Women’s Islamic dress code has become one of the most contentious issues in the post-9/11 debate on Islam which, Muslims complain, has been conducted almost wholly on the assumption that women who wear “hijab” or “burqa” have been coerced into doing it and are victims of Muslim male oppression.

But how valid are these assumptions? Why is there such reluctance to acknowledge that these women may, indeed, be acting on their own free will, as they claim, and using “hijab” to make a political statement? Are we betraying our own ignorance and prejudices by falling for conspiracy theories? After all, there is a history of women’s protest movements using dress as a political symbol?

These are some of the questions that Atiha Sen Gupta, a young feminist British-born Asian playwright, explores in her debut play What Fatima Did about a feisty teenaged schoolgirl who suddenly starts wearing “hijab,” gives up partying, shuns her white boyfriend, and when in a fit of anger he rips off her “hijab” she reports him for racism.

To her schoolmates and family, Fatima is transformed into a stranger.
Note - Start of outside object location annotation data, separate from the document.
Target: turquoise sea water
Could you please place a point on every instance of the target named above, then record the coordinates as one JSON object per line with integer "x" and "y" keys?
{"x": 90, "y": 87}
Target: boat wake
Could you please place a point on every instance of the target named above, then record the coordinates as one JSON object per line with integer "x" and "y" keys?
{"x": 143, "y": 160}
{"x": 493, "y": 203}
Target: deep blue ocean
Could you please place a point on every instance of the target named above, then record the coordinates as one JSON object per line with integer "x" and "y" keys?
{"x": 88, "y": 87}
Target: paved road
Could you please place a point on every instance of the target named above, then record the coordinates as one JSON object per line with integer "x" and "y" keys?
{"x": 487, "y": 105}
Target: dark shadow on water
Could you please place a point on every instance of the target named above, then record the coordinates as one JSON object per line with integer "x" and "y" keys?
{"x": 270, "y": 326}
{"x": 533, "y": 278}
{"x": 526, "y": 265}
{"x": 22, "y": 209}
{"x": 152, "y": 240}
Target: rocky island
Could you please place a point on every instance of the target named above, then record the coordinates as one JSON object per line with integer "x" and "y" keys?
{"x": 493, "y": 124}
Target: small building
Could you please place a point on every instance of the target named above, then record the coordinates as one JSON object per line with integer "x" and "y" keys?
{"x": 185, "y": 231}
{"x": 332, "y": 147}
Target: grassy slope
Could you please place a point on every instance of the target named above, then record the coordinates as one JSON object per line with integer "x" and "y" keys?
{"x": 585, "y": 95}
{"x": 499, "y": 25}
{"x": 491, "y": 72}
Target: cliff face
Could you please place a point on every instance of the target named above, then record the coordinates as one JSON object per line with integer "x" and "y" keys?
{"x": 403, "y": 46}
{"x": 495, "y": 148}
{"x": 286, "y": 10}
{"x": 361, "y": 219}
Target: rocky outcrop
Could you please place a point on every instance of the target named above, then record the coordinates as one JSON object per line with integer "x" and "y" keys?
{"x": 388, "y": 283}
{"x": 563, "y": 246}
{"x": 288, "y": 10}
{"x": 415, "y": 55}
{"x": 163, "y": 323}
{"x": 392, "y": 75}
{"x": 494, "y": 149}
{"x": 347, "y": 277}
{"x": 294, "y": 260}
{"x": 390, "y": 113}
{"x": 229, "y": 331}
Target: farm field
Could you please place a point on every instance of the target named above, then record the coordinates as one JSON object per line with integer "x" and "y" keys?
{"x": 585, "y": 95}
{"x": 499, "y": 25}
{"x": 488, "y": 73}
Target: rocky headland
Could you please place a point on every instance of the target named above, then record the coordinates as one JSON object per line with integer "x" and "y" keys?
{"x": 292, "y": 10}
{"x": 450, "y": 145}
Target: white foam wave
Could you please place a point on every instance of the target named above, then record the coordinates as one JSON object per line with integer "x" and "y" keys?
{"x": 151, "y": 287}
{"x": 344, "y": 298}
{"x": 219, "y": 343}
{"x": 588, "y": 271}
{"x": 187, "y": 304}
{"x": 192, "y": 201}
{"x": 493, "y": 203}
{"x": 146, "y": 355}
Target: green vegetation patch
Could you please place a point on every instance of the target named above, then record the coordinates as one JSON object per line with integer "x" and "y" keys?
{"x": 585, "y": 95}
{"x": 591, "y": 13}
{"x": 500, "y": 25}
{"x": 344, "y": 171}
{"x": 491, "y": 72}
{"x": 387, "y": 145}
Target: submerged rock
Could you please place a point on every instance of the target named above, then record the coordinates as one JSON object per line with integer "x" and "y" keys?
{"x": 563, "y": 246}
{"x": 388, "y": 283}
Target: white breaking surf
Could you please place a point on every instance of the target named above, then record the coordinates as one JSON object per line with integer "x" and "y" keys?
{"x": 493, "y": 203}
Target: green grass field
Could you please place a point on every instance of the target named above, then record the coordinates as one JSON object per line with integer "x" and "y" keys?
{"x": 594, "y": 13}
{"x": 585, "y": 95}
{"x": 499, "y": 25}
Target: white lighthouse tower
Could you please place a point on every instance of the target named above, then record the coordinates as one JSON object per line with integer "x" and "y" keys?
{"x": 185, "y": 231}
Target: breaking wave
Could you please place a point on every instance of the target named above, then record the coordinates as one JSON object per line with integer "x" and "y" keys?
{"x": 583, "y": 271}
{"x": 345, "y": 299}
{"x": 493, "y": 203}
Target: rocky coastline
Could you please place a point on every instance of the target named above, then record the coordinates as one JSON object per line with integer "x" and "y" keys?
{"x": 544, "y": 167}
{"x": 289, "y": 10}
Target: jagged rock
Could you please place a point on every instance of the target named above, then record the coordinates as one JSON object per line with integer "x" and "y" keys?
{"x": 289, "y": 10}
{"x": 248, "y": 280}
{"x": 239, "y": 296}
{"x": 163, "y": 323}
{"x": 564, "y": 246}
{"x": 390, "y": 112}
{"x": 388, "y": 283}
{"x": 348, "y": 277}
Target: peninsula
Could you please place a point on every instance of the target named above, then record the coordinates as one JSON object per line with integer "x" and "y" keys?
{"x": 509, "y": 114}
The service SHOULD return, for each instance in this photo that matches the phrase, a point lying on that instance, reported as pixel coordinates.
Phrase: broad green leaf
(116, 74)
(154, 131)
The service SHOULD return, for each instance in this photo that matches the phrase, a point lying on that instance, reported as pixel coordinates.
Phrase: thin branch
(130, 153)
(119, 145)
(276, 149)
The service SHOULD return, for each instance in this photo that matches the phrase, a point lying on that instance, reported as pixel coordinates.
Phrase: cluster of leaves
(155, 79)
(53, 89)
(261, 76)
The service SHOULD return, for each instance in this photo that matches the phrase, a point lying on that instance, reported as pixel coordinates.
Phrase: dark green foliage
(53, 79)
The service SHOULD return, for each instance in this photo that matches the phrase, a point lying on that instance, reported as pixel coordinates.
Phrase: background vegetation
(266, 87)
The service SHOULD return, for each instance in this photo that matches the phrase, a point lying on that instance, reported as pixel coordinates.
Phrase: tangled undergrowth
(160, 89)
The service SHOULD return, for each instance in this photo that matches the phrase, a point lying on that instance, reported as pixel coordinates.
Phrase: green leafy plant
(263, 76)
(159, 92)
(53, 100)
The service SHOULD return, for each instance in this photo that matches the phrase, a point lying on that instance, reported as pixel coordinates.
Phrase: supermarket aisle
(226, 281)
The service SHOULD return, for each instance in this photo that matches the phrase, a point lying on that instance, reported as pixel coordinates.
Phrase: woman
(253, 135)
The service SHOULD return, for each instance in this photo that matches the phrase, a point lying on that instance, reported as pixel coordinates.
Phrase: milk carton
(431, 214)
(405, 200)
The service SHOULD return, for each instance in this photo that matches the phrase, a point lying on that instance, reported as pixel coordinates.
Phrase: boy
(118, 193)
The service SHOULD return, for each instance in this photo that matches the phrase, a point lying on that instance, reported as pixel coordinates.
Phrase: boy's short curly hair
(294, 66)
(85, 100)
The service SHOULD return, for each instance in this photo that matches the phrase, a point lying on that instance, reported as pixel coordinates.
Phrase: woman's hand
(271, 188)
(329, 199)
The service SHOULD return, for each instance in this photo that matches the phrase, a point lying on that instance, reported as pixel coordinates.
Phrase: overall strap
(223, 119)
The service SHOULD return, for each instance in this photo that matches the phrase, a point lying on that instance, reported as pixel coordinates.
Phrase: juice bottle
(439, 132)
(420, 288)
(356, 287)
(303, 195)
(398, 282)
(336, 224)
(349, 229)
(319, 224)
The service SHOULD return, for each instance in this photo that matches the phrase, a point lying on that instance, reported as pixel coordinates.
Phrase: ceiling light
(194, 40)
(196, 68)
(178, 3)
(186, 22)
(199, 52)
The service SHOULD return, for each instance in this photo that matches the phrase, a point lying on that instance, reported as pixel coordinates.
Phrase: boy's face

She is no longer the fun-loving, pub-hopping Fatima they knew. They are puzzled. Why did Fatima do this? And it is not just her non-Muslim friends who are bewildered. Equally upset is Aisha, a fellow-Muslim classmate and a close friend, who sees the “hijab” as a “blood-stained” symbol of women’s oppression.

But even more angry is Fatima’s mother, Rukhsana, who rebelled against her own husband for her right to wear western dress. To her the “hijab” represents the betrayal of the values she fought for.

“She looks like a bloody fundamentalist postbox,” she says recalling how she fought against attempts to impose a dress code on her.

The only person who believes that it’s too much ado about nothing is her twin brother Mohammed. Initially, he simply defends her right to wear what she wants but, provoked by the attacks on his sister and the pressure to take a stand, he tells his mother that as someone who knows what it is like to be an Asian (let alone a Muslim) in post-9/11 and post7/7 Britain he understands why Fatima did what she did.

The dramatic conceit is that we never see Fatima onstage even as the action revolves around her. In a sense, Fatima comes to represent all young Muslim women who find themselves in a similar situation.

Twenty-one-year old Sen Gupta, who is of mixed Indian and Sri Lankan parentage, does not come from a Muslim background; and nor is she an advocate of “hijab” but she resents the judgmental way in which hijab-wearing women are viewed. She believes that there are assumptions about such women that need to be questioned.

“We need to be careful about assuming we know where Muslim girls are all coming from and what they want to say,” she says.

Having suffered racism herself she sees in some of the prevailing attitudes towards the “hijab” an element of racial prejudice whereby anyone who is different is regarded as an outsider. She was “inspired” to write the play by her own experience of anti-Asian hostility in the wake of 9/11 when she noticed a difference in the way people viewed her.

“I remember sitting on a bus on the way to a music lesson…when a middle-aged Irishman started shouting at me, something along the lines of ‘…terrorist…she knows where Bin Laden is,’ something like that. It didn’t even make sense. The irony was that ten, twenty years before, he as an Irishman would have been seen by an ignorant public as the symbol of terrorism. Individual moments like that reflect big shifts in the political landscape. Maybe the pungent racism has faded since then, but up to about two years after 9/11 I felt a real sense of being an Asian and sticking out, sitting on tube carriages and not being treated like I was two years before,” Ms Sen Gupta told one interviewer expressing concern that the whole debate on “hijab” had become very polarised.

What Fatima Did is an attempt to find a middle-ground.

Ms Sen Gupta also looks at the issue from a feminist perspective — namely a woman’s right to wear what she likes or use dress to make a political point. There are references to “bra-burning” of the 1960s and one character sarcastically says that Fatima is “pretending to be a revolutionary.”

Ms Sen Gupta says that as a feminist she “can’t pretend” that “hijab” is liberating but at the same time she doesn’t completely ignore its political significance.

“It’s a way of saying I’m proud to be a Muslim,” she says .

Besides, she is “suspicious” of those who condemn “hijab” as a symbol of oppression — often using it to attack Islam — but wink at violation of women’s rights in their own backyard.

What Fatima Did, staged by London’s progressive Hampstead Theatre and directed by Kelly Wilkinson who specialises in developing new work, has been praised for its “provocative exploration” of identity, individual freedom and multiculturalism in modern Britain. The day I went, it got a standing ovation from a predominantly white audience. But will it change perceptions?